I did not wish to speak about these things, even with Lady Angela. I tried to lead the conversation into other channels, but she absolutely ignored my attempt.
"There is something about it all so grimly mysterious," she said. "It seems almost as though there must be a traitor, if not in the Council itself, in some special and privileged position."
She looked up at me as though asking for confirmation of her views. I shook my head.
"Lady Angela," I said, "would you mind if I abstained from expressing any opinion at all? It is a subject which I feel it is scarcely right for me to discuss."
She looked at me with wide-open eyes, a dash of insolence mingled with her surprise. I do not know what she was about to say, for at that moment the young man with the sombre shooting suit and closely cropped hair paused for a moment on his way out of the breakfast-room.
He glanced at me, and I received a brief impression of an unwholesome-looking person with protuberant eyeb.a.l.l.s, thin lashes, and supercilious mouth.
"I trust that the day's entertainment will include something more than a glimpse of Lady Angela," he said, with a low bow.
She raised her eyes. It seemed to me, who was watching her closely, that she shrank a little back in her seat. I was sure that she shared my instinctive dislike of the man.
"I think not," she said. "Perhaps you are expecting me to come down with the lunch and compliment you all upon your prowess."
"It would be delightful!" he murmured.
She shook her head.
"There are too many of you, and I am too few," she said lightly.
"Besides, shooting is one of the few sports with which I have no sympathy at all. I shall try and get somewhere away from the sound of your guns."
"I myself," he said, "am not what you call a devotee of the sport. I wonder if part of the day one might play truant. Would Lady Angela take pity upon an unentertained guest?"
"I should find it a shocking nuisance," she said, coolly. "Besides, it would not be allowed. You will find that when my father has once marshalled you, escape is a thing not to be dreamed of. Every one says that he is a perfect martinet where a day's shooting is concerned."

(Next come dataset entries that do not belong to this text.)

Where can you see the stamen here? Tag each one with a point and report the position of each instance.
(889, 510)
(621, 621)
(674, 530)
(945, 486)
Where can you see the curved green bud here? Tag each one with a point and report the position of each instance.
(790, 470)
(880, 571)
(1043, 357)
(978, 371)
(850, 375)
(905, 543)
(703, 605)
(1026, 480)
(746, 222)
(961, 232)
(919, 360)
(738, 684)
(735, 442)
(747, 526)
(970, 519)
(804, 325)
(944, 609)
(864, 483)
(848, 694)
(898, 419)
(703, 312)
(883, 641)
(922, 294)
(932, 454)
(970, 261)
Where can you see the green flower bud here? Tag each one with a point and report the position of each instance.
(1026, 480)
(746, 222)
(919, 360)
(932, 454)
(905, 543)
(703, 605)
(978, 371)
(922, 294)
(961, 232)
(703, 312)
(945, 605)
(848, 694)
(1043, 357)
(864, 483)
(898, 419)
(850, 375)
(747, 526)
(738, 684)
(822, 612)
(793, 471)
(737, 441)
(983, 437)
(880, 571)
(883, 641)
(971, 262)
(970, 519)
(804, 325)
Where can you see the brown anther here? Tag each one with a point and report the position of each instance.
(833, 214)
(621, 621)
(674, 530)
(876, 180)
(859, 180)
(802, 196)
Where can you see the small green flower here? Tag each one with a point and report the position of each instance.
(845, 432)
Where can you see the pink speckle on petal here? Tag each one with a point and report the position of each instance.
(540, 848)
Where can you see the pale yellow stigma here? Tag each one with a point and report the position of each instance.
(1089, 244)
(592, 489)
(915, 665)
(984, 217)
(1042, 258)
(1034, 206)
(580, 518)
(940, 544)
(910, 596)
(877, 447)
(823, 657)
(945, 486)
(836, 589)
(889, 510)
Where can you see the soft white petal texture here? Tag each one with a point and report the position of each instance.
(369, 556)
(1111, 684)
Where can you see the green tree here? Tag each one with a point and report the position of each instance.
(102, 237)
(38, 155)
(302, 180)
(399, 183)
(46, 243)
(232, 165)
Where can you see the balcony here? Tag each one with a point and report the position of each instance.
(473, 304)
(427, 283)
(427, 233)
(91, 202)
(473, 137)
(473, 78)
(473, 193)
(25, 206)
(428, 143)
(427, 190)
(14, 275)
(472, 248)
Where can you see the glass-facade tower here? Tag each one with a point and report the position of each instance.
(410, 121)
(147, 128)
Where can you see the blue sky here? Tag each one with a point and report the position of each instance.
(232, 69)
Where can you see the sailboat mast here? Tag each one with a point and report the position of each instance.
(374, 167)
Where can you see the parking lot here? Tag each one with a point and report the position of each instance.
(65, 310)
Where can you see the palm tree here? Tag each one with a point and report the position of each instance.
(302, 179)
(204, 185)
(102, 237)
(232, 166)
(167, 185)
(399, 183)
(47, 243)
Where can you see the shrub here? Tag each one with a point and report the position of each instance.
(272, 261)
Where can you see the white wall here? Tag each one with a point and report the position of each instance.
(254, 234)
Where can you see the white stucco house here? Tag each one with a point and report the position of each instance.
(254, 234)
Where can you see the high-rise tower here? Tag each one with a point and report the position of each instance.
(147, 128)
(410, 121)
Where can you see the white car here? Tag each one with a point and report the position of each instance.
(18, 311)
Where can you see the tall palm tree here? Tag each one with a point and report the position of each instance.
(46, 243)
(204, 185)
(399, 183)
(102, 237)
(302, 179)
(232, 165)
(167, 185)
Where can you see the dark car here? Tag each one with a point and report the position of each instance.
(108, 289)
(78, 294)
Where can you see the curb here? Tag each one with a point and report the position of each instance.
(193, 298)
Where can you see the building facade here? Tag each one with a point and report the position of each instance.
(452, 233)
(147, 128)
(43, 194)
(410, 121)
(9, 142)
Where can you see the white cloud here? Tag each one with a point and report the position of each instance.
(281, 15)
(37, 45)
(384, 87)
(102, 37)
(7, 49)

He smiled enigmatically. "We shall see," he remarked, as he turned away. Lady Angela watched him disappear. "Do you know who that is?"
she asked me. I shook my head. "Some one French, very French," I remarked. "He should be," she remarked. "That is Prince Henri de Malors. He represents the hopes of the Royalists in France."
"It is very interesting," I murmured. "May I ask is he an old family friend?"
"Our families have been connected by marriage," she answered. "He and Blenavon saw a great deal of one another in Paris, very much to the disadvantage of my brother, I should think. I believe that there was some trouble at the Foreign Office about it."
"It is very interesting," I repeated.
"Blenavon was very foolish," she declared. "It was obviously a most indiscreet friendship for him, and Paris was his first appointment. But I must go and speak to some of these people."
She rose and left me a little abruptly. I escaped by one of the side entrances, and hurried back to my cottage.
CHAPTER XII
AN ACCIDENT
The Prince accepted my most comfortable easy chair with an air of graceful condescension. Lady Angela had already seated herself. It was late in the afternoon, and Grooton was busy in the room behind, preparing my tea.
"The Prince did not care to shoot to-day," Lady Angela explained, "and I have been showing him the neighbourhood. Incidentally, I am dying for some tea, and the Prince has smoked all his cigarettes."
The Prince raised his hand in polite expostulation, but he accepted a cigarette with a little sigh of relief.
"You have found a very lonely spot for your dwelling-house, Mr.
Ducaine," he said. "You English are so fond of solitude."
"It suits me very well," I answered, "for just now I have a great deal of work to do. I am safely away from all distractions here."